Search Evaluation#

The Search Evaluation plugin is a comprehensive tool for evaluating and comparing different search strategies within the Squirro platform. It provides capabilities for creating evaluation datasets, running controlled search experiments, and analyzing search quality using standard information retrieval (IR) metrics.

Components Overview#

The search evaluation feature is organized into three main tabs:

Curate Tab

Create and manage evaluation datasets.

Search evaluation curate tab

Run Tab

Configure and execute search experiments.

Search evaluation run tab

Results Tab

Analyze performance metrics and visualizations.

Search evaluation results tab

Curate Tab - Evaluation Set Curation#

Use the Curate tab to create and manage evaluation sets by searching for documents and marking their relevance to specific queries.

Search evaluation curate tab

Importing an Evaluation Set from CSV#

Use the Upload CSV Dataset panel to import an evaluation set from a CSV file containing ground truth relevance data.

  1. Click CHOOSE CSV FILE.

  2. Select a CSV file with the following format:

    query,relevant_item_ids,secondary_item_ids,bad_item_ids
    
    • Column 1: query

      The search query. Quote the query if it contains commas.

    • Column 2: relevant_item_ids

      IDs (or titles) of highly relevant documents. Separate multiple values with ;.

    • Column 3: secondary_item_ids

      IDs (or titles) of partially relevant documents. Separate multiple values with ;.

    • Column 4: bad_item_ids

      IDs (or titles) of irrelevant documents. Separate multiple values with ;.

    Tip

    Squirro recommends using item titles instead of IDs, as they are portable across projects.

    Example row:

    "What is Squirro?",1;2,3;4,5;6
    

    This means the query “What is Squirro?” is relevant to items 1 and 2, secondary to items 3 and 4, and not relevant to items 5 and 6.

  3. Enter a Dataset Name for the evaluation set.

  4. Click IMPORT CSV DATASET.

The system creates a new evaluation set from the imported CSV data.

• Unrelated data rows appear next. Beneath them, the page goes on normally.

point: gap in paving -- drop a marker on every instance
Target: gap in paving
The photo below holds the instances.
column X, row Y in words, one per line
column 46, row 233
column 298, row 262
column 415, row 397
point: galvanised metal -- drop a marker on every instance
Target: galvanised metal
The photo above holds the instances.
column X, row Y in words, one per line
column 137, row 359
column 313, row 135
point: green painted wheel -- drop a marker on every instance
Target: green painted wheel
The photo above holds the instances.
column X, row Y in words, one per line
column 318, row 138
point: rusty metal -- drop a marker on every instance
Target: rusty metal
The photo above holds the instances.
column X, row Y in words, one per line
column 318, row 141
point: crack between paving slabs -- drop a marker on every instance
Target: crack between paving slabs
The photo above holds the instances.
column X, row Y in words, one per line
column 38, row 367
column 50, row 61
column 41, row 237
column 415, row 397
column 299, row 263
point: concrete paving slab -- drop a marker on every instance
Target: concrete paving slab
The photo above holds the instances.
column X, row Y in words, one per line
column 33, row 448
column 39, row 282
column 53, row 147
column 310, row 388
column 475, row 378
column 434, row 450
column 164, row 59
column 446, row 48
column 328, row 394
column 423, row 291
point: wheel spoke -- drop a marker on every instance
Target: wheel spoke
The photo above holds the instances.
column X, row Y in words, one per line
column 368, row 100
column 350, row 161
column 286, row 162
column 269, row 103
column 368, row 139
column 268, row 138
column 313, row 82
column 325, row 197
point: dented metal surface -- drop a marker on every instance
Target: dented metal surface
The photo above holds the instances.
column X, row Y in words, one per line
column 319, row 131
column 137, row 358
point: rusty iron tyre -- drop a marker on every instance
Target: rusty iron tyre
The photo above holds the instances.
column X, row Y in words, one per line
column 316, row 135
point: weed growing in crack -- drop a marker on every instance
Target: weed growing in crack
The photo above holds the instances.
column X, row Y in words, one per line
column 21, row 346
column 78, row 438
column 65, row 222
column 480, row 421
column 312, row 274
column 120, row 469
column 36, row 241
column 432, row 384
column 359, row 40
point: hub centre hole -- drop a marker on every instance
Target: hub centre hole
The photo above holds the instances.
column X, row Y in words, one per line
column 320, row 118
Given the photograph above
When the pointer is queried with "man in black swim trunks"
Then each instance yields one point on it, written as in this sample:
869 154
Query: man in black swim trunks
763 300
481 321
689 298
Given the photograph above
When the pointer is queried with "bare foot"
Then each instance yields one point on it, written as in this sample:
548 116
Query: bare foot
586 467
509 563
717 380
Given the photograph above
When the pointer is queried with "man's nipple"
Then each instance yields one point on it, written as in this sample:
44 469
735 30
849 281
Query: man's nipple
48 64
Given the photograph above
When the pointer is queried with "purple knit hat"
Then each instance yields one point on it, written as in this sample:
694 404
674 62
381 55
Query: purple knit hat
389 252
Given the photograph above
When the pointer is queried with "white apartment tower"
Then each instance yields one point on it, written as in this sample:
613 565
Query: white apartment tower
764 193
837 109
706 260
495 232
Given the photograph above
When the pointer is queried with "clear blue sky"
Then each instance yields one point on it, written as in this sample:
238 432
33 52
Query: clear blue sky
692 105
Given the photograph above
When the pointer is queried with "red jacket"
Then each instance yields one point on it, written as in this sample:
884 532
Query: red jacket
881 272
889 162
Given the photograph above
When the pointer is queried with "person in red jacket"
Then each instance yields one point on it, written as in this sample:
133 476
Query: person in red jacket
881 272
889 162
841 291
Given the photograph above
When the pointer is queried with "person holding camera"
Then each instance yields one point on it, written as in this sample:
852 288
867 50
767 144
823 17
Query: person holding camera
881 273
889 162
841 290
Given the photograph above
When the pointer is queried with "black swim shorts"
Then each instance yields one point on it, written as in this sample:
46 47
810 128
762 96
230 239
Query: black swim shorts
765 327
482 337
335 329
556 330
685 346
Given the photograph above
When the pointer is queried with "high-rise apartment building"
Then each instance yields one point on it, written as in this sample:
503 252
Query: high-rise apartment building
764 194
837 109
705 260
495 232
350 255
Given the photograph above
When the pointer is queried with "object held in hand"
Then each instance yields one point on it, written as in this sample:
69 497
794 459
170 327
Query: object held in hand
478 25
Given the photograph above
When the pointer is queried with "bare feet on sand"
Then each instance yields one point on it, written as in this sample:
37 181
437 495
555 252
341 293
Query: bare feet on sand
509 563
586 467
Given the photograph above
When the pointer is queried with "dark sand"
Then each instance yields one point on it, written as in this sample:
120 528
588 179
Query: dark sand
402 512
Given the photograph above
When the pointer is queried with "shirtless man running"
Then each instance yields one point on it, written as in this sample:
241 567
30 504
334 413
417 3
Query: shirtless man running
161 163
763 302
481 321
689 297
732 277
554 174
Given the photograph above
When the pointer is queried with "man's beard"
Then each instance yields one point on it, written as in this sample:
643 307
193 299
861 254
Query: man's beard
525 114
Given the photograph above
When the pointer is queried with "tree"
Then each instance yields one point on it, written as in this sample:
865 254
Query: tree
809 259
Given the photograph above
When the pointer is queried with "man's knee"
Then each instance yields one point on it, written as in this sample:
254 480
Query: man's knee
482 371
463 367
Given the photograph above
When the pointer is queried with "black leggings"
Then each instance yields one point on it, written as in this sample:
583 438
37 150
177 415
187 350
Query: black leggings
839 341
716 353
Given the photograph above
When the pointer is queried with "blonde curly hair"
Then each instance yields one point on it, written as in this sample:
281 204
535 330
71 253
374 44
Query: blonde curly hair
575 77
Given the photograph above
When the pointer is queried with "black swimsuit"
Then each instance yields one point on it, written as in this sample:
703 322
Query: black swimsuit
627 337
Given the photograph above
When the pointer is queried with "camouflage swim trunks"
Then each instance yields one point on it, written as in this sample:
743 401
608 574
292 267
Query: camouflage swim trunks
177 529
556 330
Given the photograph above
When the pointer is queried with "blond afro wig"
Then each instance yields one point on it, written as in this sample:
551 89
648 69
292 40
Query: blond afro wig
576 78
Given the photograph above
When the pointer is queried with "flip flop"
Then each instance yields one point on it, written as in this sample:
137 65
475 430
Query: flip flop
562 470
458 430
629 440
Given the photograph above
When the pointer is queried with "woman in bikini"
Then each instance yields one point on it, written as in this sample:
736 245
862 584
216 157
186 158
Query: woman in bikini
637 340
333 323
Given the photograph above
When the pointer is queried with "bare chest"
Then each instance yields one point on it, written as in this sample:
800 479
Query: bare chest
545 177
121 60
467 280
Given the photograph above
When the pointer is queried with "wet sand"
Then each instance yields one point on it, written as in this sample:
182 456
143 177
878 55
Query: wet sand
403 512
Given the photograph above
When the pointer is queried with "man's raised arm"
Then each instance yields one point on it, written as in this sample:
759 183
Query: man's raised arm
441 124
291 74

The evaluation set can then be used to run experiments.

Document Search and Tagging#

Use the Document Search panel to find and tag documents for the evaluation set.

  1. Select or Create an Evaluation Set

    • Use the Evaluation Sets dropdown to select an existing set or create a new one.

    • Click + Create New Evaluation Set to start fresh.

  2. Add Queries

    • In the evaluation set, add one or more search queries to evaluate.

    • These represent searches users typically perform.

  3. Search for Documents

    • Select a query from the list to automatically populate the search query field.

    • In the Document Search panel:

      • The Search Query field auto-populates with the selected evaluation query.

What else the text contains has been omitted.